ColumnistsPREMIUM

Cape Town-envy is alive and well in SA’s ‘other’ cities

Johannesburg and Durban dwellers are eyeing Cape Town’s fires and lack of water with no small amount of schadenfreude, writes Anthony Butler

Picture: THINKSTOCK
Picture: THINKSTOCK

Travelers between SA’s urban centres quickly learn one surprising lesson: well-to-do citizens in each of this country’s big cities take inordinate pleasure in contemplating the misfortunes of the inhabitants of the other metros. Such schadenfreude is often accompanied by an unseemly gloating about the successes of the home city.

These sentiments may originate in the late 19th century, when the English-speaking elites of Cape Town and Durban were suddenly supplanted in power and prestige. Johannesburg did not exist in 1880. By 1911 it contained 240,000 inhabitants, and the Witwatersrand as a whole held twice that number.

Johannesburg remained a city of rough edges, but it became the heartland of money and power. Cape Town thereafter was a backwater. As for Durban, elites beyond then-Natal settled on the view that there was little need to take any further notice of it at all.

A shared international schadenfreude partially united the country despite these internal divides. This was sustained by the country’s perverse relationship to the travails of the outside world. From the abandonment of the gold standard, to turmoil in the Middle East, tumult in international affairs raised demand for the safe haven of gold, so boosting SA’s foreign exchange earnings. Between the great depression of the 1930s and the end of the second world war — a period of appalling human suffering — SA prospered as its economy enjoyed an extended export-driven expansion.

In domestic affairs, however, competition between the cities continued. The "gloat balance" has shifted decisively in Cape Town’s favour in recent years. When things go wrong in Gauteng, the currency falls, and the Cape’s tourism and property industries benefit from a flood of dollars and euros — no matter how hard the Home Affairs Department and South African Airways work to keep wealthy foreigners away.

When perceptions of crime worsen in Gauteng, a stream of that province’s citizens makes its way to the Cape. Meanwhile, the perennial governance crises of the Eastern Cape provide Cape Town with a pipeline of young, mobile and ambitious workers.

The Western Cape’s 6-million people now account for 15% of GDP. The province enjoys the lowest unemployment rates in the country, a disproportionate number of registered taxpayers, a young and well educated population, and better welfare outcomes than all other provinces (although Gauteng sometimes runs it close).

Citizens of Johannesburg do not like to show how much this hurts. They still gripe about the social, cultural, and racial limitations of Cape Town. When they come to the Cape — often astride bicycles and disguised in Lycra outfits — they glance only surreptitiously, but nevertheless longingly, in real estate agents’ windows.

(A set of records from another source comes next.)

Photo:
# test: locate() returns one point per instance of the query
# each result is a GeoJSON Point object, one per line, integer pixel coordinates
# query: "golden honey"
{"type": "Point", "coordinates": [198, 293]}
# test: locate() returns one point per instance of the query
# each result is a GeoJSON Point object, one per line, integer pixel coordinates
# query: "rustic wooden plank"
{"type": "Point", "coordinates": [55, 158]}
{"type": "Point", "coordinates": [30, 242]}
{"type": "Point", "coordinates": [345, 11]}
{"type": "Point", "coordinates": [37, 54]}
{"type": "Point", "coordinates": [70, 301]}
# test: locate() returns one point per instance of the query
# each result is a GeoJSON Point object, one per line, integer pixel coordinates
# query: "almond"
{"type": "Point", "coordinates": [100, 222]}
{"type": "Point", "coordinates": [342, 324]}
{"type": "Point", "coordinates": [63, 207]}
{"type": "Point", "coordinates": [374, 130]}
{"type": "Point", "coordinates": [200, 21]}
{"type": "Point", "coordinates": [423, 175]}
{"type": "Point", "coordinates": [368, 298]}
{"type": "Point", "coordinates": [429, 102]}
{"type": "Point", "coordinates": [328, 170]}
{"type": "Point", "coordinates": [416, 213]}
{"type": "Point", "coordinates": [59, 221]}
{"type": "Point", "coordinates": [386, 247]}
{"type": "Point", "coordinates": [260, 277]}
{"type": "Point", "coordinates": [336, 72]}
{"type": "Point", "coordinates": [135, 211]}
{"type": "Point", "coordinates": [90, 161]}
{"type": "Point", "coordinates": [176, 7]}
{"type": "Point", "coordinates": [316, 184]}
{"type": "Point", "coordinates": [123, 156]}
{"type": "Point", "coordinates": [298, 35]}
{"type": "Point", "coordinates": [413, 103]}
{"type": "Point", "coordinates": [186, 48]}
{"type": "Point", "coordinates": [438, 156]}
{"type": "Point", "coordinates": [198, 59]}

One consequence of this extended era of Capetonian gloating is that the residents of the other great cities are always hankering after bad news from the Cape. Fortunately some higher power has delivered exactly such news, and through the appropriate biblical conduits of fire and water.

The city has been struck by thousands of destructive fires that have been attributed by locals to various mystical, magical, and political agencies. Now the dam levels are falling towards 25% of usable capacity. This is all tragic and concerning, but, from the viewpoint of the good citizens of Johannesburg and Durban, it is somehow altogether well deserved.